今回は免疫検査に非常に重要な抗原と抗体についてのお話です。
皆さんも聞いたことがある言葉かと思います。
よく似た言葉ですが、全くの別物です。
出来るだけ分かりやすく書いていきたいと思うので興味のある方は最後まで読んでいただけたらと思います。
まずそれぞれどのようなものなのかを説明します。
抗原とは、人体にとって主に病原体となる異物の事を言います。
具体的には感染症を引き起こす細菌やウイルス、花粉症や食物アレルギーの原因となるタンパク質などです。

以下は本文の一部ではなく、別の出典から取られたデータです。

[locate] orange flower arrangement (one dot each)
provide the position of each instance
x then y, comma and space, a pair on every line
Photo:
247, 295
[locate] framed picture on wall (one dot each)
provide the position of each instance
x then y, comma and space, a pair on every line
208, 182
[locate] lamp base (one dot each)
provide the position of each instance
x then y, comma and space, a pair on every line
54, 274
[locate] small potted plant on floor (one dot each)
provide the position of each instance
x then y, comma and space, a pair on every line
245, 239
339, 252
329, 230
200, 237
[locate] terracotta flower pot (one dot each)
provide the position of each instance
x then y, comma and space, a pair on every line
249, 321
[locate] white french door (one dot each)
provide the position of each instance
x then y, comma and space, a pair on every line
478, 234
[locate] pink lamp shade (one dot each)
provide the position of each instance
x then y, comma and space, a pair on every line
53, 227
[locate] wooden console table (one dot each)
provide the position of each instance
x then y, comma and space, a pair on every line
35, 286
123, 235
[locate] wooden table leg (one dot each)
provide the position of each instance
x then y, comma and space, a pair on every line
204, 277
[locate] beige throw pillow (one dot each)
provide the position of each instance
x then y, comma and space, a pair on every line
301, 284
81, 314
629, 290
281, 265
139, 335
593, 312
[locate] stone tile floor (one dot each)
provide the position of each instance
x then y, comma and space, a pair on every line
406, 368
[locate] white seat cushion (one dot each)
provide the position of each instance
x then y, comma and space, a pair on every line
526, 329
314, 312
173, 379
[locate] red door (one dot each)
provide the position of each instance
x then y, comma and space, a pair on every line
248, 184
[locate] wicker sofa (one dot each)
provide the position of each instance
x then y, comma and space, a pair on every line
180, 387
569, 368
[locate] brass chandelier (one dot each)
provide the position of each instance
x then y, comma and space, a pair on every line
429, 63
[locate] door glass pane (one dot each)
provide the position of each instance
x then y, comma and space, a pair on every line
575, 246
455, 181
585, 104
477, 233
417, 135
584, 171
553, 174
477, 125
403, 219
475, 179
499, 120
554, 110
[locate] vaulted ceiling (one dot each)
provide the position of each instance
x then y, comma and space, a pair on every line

抗体とは、抗原が体内に入った際に抗原を排除する為にB細胞という白血球の仲間から産生されるタンパク質です。
この抗体が産生される反応を「免疫反応」や「抗原抗体反応」と呼んでいます。
このように抗原と抗体は似た言葉ですが、人体に悪い影響を及ぼすものとそれをやっつけるものと言う関係になります。
身体の中の抗原の存在を確認する検査が抗原検査です。
特に身近な検査としてはインフルエンザなどの感染症検査があります。
主に鼻や喉の拭い液などで検査をします。
皆さんも鼻を綿棒でぐりぐりとされた経験があるかと思います。
あれは鼻水などに抗原が存在しているかを調べています。
この抗原検査は風邪などの症状が出て比較的早く検査で陽性になり、現在の感染を確認する事が出来ます。
抗体検査では主に血液を使って検査を行います。
抗体は病原体である抗原が身体に入って暫く経ってから産生されるため、症状が出てから数週間で検査陽性になる事が多いです。
このため抗体検査は過去の感染を知ることが出来ます。
抗原と抗体は相反するものであり、検査に使う材料も検査をする目的も異なるというお話でした。
実は血液型検査もこの抗原と抗体の反応を利用した検査です。
病院の医療従事者でも詳しく聞かれたら説明するのが難しい場合もあります。
今回の話は検査には欠かせないものですが、全て説明しようと思うと難しくかなりざっくりとした説明になってしまいました。
漫画にもなっている話なので知ってる方もいらっしゃったかもしれませんね。